The goal: I am attempting to extract the seasonal and trend component from a time series using a band pass filter, due to issues with loess-based methods, which you can read more about here.
The data: The data is daily rainfall measurements from a 10-year span, which is highly stochastic and exhibits a clear annual seasonality. The data can be found here.
The problem: When I execute the filter, the Cycle component manifests as expected (capturing the annual seasonality) but the Trend component appears to extremely over-fitted, such that the Residuals become minuscule values, and the resulting model is not useful for out of sample forecasting.
US1ORLA0076 <- read_csv("US1ORLA0076_cf.csv")
head(US1ORLA0076)
water_date PRCP prcp_log
<date> <dbl> <dbl>
1 2006-12-22 0.09 0.0899
2 2006-12-23 0.75 0.693
3 2006-12-24 1.63 1.26
4 2006-12-25 0.06 0.0600
5 2006-12-26 0.36 0.353
6 2006-12-27 0.63 0.594
I then apply a Christiano-Fitzgerald band pass filter (designed to pass wavelengths between half-year and full-year in size, i.e. single annual waves) using the following command from the mFilter package.
library(mFilter)
US1ORLA0076_cffilter <- cffilter(US1ORLA0076$prcp_log,pl=180,pu=365,root=FALSE,drift=FALSE,
type=c("asymmetric"),
nfix=NULL,theta=1)
Which creates an S3 object containing, among other things, and vector of "trend" values and a vector of "cycle" values, like so:
head(US1ORLA0076_cffilter$trend)
[,1]
[1,] 0.1482724
[2,] 0.7501137
[3,] 1.3202868
[4,] 0.1139883
[5,] 0.4051551
[6,] 0.6453462
head(US1ORLA0076_cffilter$cycle)
[,1]
[1,] -0.05839342
[2,] -0.05696651
[3,] -0.05550995
[4,] -0.05402422
[5,] -0.05250982
[6,] -0.05096727
Plotted:
plot(US1ORLA0076_cffilter)
I am confused by this output.

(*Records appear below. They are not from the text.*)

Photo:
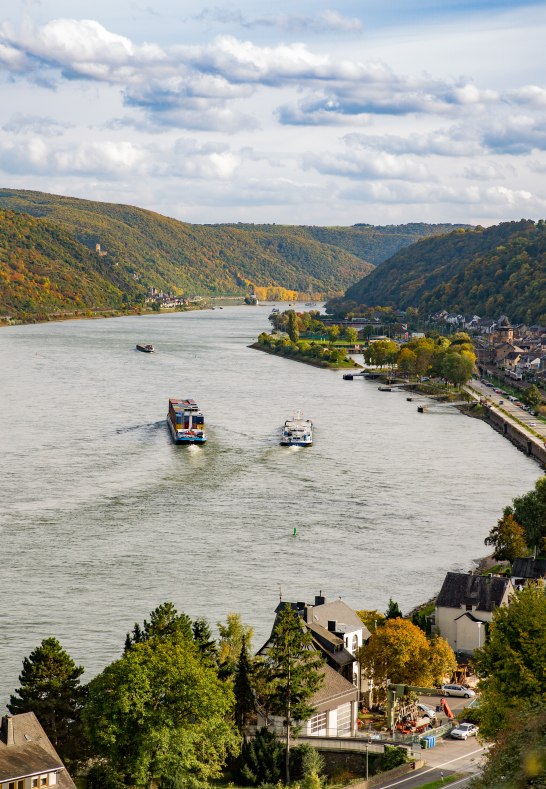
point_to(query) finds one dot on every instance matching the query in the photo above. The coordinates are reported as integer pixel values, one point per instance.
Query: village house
(528, 569)
(28, 760)
(337, 632)
(465, 607)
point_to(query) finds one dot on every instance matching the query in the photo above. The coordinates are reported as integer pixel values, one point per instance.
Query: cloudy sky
(301, 111)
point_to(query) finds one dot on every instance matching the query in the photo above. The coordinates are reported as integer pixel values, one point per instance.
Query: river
(103, 517)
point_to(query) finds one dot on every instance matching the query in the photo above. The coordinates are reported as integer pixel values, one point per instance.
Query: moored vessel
(297, 432)
(186, 422)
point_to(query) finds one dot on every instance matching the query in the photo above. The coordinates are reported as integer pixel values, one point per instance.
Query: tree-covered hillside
(500, 269)
(150, 250)
(368, 242)
(43, 269)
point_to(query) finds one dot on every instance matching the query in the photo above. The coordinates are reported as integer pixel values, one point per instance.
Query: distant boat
(297, 432)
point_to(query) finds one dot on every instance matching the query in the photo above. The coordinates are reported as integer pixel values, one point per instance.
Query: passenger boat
(297, 432)
(186, 422)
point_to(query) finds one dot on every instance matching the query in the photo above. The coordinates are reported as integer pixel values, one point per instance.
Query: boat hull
(185, 438)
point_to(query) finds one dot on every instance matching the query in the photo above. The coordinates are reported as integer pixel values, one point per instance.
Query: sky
(309, 112)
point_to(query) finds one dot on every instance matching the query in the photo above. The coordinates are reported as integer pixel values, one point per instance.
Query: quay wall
(532, 447)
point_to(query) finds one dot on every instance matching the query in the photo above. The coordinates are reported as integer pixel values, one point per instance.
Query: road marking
(431, 769)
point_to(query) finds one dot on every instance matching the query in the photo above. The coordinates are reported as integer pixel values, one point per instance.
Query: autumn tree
(512, 664)
(50, 687)
(507, 539)
(399, 652)
(161, 712)
(294, 672)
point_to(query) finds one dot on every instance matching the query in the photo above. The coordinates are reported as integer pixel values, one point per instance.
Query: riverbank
(296, 356)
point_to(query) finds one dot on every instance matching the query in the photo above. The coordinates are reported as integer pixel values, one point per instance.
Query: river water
(103, 517)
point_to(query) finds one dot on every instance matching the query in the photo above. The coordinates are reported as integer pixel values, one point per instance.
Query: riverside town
(273, 395)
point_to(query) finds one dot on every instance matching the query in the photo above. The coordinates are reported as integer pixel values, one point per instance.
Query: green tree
(202, 635)
(407, 362)
(393, 610)
(508, 539)
(512, 664)
(532, 396)
(232, 633)
(529, 511)
(50, 687)
(293, 667)
(164, 622)
(159, 712)
(243, 686)
(457, 367)
(261, 759)
(292, 327)
(517, 758)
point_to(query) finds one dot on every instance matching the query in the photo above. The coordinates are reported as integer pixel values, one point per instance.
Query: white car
(426, 711)
(457, 690)
(463, 731)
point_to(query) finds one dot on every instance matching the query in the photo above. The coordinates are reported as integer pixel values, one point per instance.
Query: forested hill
(145, 249)
(500, 269)
(44, 270)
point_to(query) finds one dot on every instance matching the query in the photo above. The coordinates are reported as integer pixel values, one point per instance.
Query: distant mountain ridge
(499, 269)
(145, 249)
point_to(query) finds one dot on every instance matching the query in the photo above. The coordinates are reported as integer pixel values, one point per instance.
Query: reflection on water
(104, 517)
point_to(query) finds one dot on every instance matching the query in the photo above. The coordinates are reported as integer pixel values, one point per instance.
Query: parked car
(426, 711)
(457, 690)
(463, 731)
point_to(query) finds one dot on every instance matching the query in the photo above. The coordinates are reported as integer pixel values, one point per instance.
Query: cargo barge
(186, 422)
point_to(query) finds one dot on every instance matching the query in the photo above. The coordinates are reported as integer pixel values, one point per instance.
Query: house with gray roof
(28, 760)
(528, 569)
(465, 607)
(337, 632)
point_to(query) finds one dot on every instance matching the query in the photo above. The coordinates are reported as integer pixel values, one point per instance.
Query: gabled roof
(485, 592)
(334, 687)
(30, 752)
(529, 568)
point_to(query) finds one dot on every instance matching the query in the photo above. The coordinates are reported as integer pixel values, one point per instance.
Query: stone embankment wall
(531, 446)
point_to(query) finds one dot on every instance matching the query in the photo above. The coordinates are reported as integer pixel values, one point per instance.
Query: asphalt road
(533, 422)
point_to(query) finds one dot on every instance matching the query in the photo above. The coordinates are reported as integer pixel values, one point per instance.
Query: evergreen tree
(50, 687)
(245, 702)
(202, 635)
(294, 672)
(164, 621)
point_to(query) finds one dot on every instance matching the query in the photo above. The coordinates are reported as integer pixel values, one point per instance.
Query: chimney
(8, 730)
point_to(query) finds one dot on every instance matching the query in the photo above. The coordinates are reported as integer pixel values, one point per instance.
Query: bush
(101, 776)
(261, 759)
(305, 760)
(392, 757)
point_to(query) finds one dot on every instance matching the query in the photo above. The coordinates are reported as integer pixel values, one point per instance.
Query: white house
(465, 607)
(27, 757)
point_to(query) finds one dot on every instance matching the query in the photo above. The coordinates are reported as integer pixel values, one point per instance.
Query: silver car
(457, 690)
(463, 731)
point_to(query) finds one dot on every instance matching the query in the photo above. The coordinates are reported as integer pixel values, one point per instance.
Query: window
(344, 719)
(318, 723)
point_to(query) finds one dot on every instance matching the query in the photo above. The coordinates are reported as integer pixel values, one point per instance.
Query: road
(450, 756)
(501, 401)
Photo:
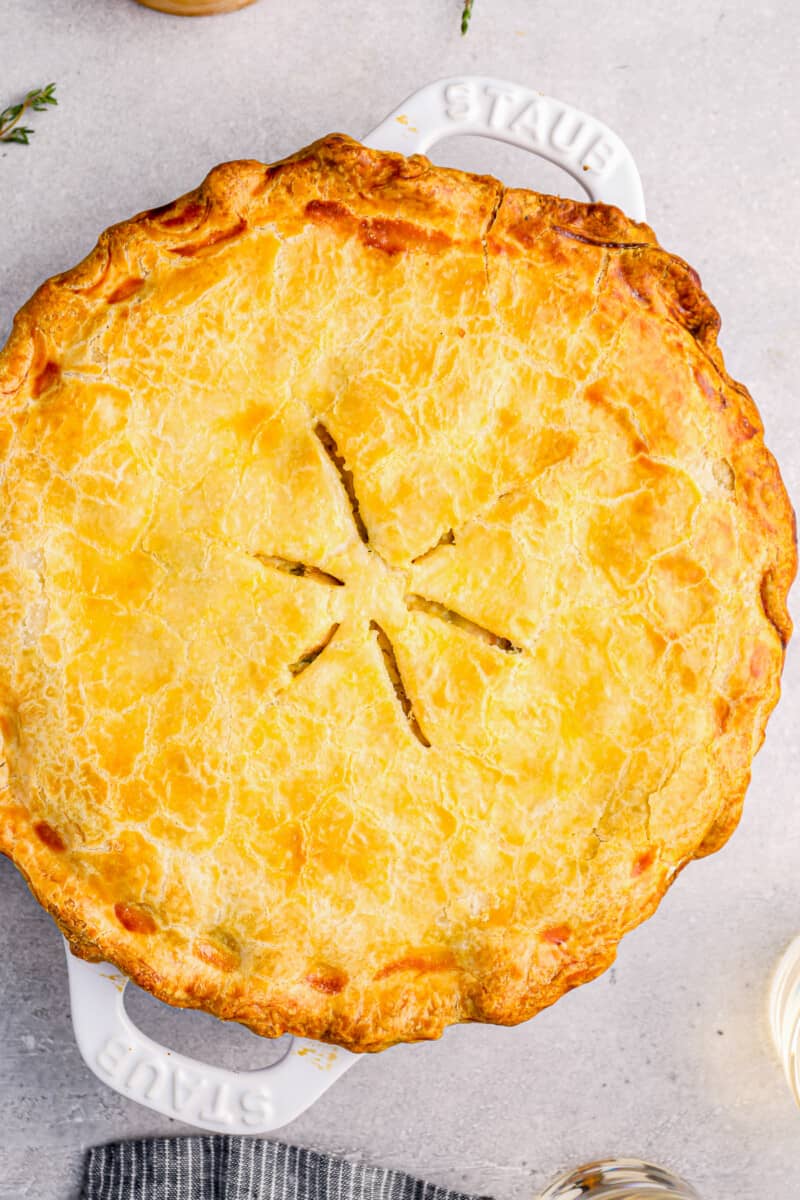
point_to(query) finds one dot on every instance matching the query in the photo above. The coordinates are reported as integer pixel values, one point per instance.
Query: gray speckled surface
(668, 1054)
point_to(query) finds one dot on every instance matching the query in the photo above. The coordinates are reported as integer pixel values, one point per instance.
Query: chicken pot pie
(392, 594)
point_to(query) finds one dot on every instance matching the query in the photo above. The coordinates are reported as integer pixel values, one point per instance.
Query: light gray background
(668, 1054)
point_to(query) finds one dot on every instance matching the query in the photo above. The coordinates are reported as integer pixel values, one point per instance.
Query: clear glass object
(194, 7)
(785, 1014)
(619, 1179)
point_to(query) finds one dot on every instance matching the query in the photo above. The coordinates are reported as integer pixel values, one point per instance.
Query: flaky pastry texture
(392, 594)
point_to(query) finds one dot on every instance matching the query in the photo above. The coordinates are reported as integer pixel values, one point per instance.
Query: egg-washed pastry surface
(392, 594)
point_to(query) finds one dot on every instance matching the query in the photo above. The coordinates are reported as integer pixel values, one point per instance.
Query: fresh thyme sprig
(37, 101)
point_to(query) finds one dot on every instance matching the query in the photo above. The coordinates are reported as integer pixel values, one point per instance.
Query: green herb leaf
(37, 101)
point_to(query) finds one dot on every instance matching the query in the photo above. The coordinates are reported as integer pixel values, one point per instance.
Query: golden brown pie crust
(392, 594)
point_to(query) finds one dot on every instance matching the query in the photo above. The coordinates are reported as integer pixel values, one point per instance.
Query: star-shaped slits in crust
(377, 575)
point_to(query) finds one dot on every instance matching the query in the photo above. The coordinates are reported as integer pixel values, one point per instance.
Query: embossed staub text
(190, 1095)
(528, 119)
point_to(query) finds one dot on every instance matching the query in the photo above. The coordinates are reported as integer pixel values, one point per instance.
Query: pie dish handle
(506, 112)
(198, 1093)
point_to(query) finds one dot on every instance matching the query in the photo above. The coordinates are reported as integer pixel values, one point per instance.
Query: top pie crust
(392, 594)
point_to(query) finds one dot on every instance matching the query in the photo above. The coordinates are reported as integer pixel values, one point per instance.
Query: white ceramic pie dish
(217, 1098)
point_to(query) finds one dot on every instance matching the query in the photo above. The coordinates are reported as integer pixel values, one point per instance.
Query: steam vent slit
(419, 604)
(308, 573)
(447, 539)
(311, 655)
(392, 671)
(331, 450)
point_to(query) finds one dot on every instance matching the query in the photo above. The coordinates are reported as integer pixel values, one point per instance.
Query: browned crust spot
(48, 376)
(557, 935)
(222, 957)
(388, 234)
(125, 289)
(439, 960)
(49, 837)
(326, 979)
(643, 863)
(134, 918)
(211, 243)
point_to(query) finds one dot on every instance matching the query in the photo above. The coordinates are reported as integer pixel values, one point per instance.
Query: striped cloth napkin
(226, 1168)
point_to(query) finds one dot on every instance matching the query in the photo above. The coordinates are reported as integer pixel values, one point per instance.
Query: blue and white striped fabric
(224, 1168)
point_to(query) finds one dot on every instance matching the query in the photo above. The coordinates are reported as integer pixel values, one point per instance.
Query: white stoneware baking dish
(216, 1098)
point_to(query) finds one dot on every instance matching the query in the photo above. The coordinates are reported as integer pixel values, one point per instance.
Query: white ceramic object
(216, 1098)
(506, 112)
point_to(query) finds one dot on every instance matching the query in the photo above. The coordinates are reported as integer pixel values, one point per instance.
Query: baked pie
(392, 594)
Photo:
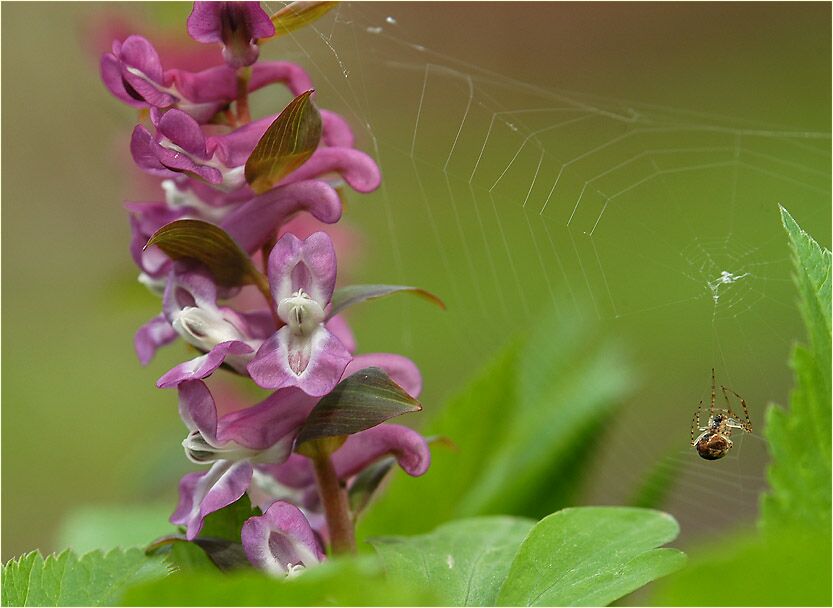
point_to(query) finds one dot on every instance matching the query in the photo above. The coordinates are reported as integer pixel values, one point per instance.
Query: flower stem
(243, 115)
(336, 507)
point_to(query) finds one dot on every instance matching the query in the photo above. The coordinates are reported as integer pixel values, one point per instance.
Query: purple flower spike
(281, 541)
(234, 443)
(303, 353)
(237, 25)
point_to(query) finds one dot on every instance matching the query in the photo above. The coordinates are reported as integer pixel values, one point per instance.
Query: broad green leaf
(800, 440)
(359, 402)
(780, 568)
(286, 145)
(590, 556)
(526, 430)
(296, 15)
(93, 579)
(340, 582)
(211, 246)
(464, 562)
(353, 294)
(109, 526)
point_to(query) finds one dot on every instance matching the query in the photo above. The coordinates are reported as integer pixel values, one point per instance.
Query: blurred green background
(694, 122)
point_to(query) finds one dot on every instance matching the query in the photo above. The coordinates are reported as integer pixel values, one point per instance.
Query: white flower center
(301, 313)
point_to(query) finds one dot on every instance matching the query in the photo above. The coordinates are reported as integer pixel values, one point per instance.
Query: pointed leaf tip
(211, 246)
(286, 145)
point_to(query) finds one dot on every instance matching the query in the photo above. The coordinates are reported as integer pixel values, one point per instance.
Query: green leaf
(286, 145)
(366, 484)
(211, 246)
(590, 556)
(523, 427)
(800, 440)
(359, 402)
(353, 294)
(464, 562)
(93, 579)
(296, 15)
(339, 582)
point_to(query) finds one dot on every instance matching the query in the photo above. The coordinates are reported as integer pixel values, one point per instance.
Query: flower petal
(201, 494)
(254, 222)
(322, 359)
(355, 167)
(280, 540)
(205, 365)
(153, 334)
(309, 265)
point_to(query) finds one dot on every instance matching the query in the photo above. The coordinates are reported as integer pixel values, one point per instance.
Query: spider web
(658, 224)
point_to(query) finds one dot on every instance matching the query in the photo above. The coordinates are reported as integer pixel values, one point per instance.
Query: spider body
(713, 442)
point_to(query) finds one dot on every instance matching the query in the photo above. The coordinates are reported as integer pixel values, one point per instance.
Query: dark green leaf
(800, 440)
(340, 582)
(590, 556)
(657, 485)
(211, 246)
(93, 579)
(224, 554)
(287, 144)
(367, 483)
(353, 294)
(464, 562)
(359, 402)
(525, 429)
(296, 15)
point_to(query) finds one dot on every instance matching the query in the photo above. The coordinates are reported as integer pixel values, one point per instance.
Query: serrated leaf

The cycle looks pretty much as I expected. The trend does not. Rather than being a gradually changing line representing the overall trend of the data after the seasonality has been exacted, it appears to be tracing the original data closely, i.e. being very overfit.
Question: Is mfilter even defining the "trend" the same way that a function like decompose() or stl() is? If not, how should I then think about it?
Question: Have I calibrated the cffilter() incorrectly, and what can I change to improve the definition of the trend component?